Naturopathic Medicine

Naturopathic medicine (also known as Naturopathy) is a school of medical philosophy and practice that seeks to improve health and treat disease chiefly by assisting the body’s innate capacity to recover from illness and injury. Naturopathic practice may include a broad array of different modalities, including manual therapy, hydrotherapy, botanical medicine, acupuncture, counseling, environmental medicine, nutrition, and so on. Practitioners tend to emphasize a holistic approach to patient care. Naturopathy has its origins in the United States, but is today practiced in many countries around the world in one form or another, where it is subject to different standards of regulation and levels of acceptance.

Naturopathic practitioners prefer not to use invasive surgery, or most synthetic drugs, preferring “natural” remedies; i.e., relatively unprocessed or whole medications, such as herbs and foods. Licensed physicians from accredited schools are trained to use diagnostic tests such as imaging and blood tests before deciding upon the full course of treatment. Naturopathic Practitioners also employ the use of prescription medications and surgery when necessary and refer out to other medical practitioners.

Principles of Naturopathic Medicine

Vis Medicatrix Naturae  (The Healing Power of Nature)
The body has the inherent ability to establish, maintain, and restore health. The healing process is ordered and intelligent; nature heals through the response of the life force. The physician’s role is to facilitate and augment this process, to identify and remove obstacles to health and recovery, and to support the creation of a healthy internal and external environment.

Tolle Causam  (Identify and Treat the Cause)
Illness does not occur without cause. Underlying causes of disease must be discovered and removed or treated before a person can recover completely from illness. Symptoms are expressions of the body’s attempt to heal, but are not the cause of disease; therefore, naturopathic medicine addresses itself primarily to the underlying causes of disease, rather than to the symptoms. Causes may occur on many levels, including physical, emotional, mental, and spiritual. The physician must evaluate fundamental underlying causes on all levels, directing treatment at root causes as well as seeking relief of symptoms.

Primum Non Nocere  (First Do No Harm)
Therapeutic actions that are complementary to and synergistic with the body’s innate healing process prevent harm to patients. Naturopathic physicians follow three precepts to avoid harming the patient:

  • Use methods and medicinal substances that minimize the risk of harmful effects, and apply the least possible force or intervention necessary to diagnose illness and restore health.
  • Whenever possible, avoid symptom suppression as it can interfere with the healing process.
  • Respect and cooperate with the vis medicatrix naturae in diagnosis, treatment, and counseling.

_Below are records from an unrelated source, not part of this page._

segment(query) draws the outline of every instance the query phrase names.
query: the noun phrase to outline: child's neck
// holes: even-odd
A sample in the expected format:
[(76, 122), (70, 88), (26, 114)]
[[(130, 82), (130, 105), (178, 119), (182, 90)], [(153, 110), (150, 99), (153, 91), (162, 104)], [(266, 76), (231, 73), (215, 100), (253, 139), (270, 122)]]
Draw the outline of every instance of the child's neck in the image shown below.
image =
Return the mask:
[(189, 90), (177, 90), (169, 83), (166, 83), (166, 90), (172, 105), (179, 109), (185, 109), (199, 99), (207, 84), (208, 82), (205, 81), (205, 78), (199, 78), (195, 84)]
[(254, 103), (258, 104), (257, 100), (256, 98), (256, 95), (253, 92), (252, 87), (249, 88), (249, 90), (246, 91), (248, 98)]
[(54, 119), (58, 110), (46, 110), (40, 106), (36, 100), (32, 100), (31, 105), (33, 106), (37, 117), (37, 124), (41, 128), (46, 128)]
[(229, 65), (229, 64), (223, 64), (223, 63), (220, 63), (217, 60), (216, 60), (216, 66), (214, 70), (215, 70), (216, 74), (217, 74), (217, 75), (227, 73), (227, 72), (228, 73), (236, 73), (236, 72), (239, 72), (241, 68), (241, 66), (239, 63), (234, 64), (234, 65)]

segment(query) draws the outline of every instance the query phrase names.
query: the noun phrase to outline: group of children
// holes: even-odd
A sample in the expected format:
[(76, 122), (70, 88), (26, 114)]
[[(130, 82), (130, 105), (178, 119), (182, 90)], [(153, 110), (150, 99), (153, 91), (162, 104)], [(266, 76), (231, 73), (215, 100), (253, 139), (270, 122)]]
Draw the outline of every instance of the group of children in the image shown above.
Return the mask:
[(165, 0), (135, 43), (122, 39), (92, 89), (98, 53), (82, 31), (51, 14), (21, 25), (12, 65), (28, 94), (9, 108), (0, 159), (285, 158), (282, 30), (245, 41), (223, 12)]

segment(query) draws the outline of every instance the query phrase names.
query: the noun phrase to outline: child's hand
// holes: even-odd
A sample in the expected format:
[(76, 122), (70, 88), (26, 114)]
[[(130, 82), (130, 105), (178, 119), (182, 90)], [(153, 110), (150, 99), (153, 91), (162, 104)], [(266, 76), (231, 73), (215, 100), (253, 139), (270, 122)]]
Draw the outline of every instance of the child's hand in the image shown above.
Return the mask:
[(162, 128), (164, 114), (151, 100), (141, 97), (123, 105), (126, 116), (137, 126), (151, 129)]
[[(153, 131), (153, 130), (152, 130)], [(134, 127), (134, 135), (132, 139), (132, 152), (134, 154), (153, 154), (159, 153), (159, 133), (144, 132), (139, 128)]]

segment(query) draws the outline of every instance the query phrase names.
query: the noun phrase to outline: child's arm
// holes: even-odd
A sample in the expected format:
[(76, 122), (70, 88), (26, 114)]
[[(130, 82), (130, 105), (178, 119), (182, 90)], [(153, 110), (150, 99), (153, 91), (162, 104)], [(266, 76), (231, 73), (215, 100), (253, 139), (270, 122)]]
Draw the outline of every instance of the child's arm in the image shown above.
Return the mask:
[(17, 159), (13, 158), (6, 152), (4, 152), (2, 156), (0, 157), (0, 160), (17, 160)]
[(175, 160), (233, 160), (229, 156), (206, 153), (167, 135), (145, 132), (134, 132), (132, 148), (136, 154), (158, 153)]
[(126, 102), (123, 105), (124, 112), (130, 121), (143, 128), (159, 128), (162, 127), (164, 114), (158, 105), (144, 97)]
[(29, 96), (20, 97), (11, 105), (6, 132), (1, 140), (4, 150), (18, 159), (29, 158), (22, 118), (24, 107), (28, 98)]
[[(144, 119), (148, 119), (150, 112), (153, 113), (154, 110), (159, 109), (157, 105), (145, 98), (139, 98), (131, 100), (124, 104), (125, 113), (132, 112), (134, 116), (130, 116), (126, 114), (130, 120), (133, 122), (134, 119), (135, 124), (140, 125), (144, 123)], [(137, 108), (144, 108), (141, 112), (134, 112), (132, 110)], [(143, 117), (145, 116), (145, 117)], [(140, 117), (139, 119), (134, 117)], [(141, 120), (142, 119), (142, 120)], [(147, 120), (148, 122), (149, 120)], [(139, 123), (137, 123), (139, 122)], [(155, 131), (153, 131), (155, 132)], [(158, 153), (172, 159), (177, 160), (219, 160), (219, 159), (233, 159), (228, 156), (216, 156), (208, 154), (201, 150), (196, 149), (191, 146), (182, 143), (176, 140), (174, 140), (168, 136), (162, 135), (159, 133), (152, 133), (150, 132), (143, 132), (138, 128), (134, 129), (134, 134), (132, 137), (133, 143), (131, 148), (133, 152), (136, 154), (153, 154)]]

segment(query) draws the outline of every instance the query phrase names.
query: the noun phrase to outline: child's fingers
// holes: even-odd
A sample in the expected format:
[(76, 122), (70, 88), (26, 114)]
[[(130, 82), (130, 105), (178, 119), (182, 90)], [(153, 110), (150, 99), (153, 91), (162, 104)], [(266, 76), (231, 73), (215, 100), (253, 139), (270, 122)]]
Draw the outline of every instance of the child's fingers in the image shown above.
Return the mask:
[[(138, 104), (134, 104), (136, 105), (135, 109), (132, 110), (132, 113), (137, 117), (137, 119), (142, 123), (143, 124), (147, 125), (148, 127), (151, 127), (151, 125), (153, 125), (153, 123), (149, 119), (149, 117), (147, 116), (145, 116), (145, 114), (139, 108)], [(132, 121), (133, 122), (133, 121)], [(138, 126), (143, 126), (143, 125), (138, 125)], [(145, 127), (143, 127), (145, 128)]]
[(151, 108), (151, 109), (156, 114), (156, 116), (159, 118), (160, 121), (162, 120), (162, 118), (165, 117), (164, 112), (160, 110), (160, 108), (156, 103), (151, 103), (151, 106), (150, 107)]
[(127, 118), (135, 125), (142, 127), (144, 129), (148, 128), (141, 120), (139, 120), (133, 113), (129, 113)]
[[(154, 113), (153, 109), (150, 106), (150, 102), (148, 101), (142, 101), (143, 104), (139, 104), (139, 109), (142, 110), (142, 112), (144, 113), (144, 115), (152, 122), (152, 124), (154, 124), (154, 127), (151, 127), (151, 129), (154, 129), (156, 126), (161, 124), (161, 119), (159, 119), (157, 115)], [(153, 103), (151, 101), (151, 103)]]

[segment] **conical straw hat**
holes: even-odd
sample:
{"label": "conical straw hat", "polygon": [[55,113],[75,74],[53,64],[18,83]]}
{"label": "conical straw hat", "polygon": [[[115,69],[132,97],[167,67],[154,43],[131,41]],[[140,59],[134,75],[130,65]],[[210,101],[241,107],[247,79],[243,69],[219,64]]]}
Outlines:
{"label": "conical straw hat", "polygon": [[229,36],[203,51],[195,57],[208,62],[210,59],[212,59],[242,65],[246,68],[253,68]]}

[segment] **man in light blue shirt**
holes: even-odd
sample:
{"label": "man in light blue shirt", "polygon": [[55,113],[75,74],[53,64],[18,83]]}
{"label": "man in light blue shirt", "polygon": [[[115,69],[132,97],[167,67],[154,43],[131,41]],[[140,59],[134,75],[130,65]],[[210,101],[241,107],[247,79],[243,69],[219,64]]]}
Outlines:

Tolle Totum (Treat the Whole Person)
Health and disease are conditions of the whole organism, involving a complex interaction of physical, spiritual, mental, emotional, genetic, environmental, and social factors. The physician must treat the whole person by taking all of these factors into account. The harmonious functioning of all aspects of the individual is essential to recovery from and prevention of disease, and requires a personalized and comprehensive approach to diagnosis and treatment. In Perturbato Animo Sicut In Corpore Samitas Esse Non Potest.

Docere (The Physician as Teacher)
Beyond an accurate diagnosis and appropriate prescription, the physician must work to create a healthy, sensitive interpersonal relationship with the patient. A cooperative doctor-patient relationship has inherent therapeutic value. The physician’s major role is to educate and encourage the patient to take responsibility for his or her own health. The physician is a catalyst for healthful change, empowering and motivating the patient to assume responsibility. It is the patient, not the doctor, who ultimately creates or accomplishes healing. The physician must strive to inspire hope as well as understanding. The physician must also make a commitment to her/his personal and spiritual development in order to be a good teacher.

Principiis obsta: Sero medicina curator  (Prevention)
The ultimate goal of naturopathic medicine is prevention. This is accomplished through education and promotion of lifestyle habits that foster good health. The physician assesses risk factors and hereditary susceptibility to disease and makes appropriate interventions to avoid further harm and risk to the patient. The emphasis is on building health rather than on fighting disease. Because it is difficult to be healthy in an unhealthy world, it is the responsibility of both physician and patient to create a healthier environment in which to live.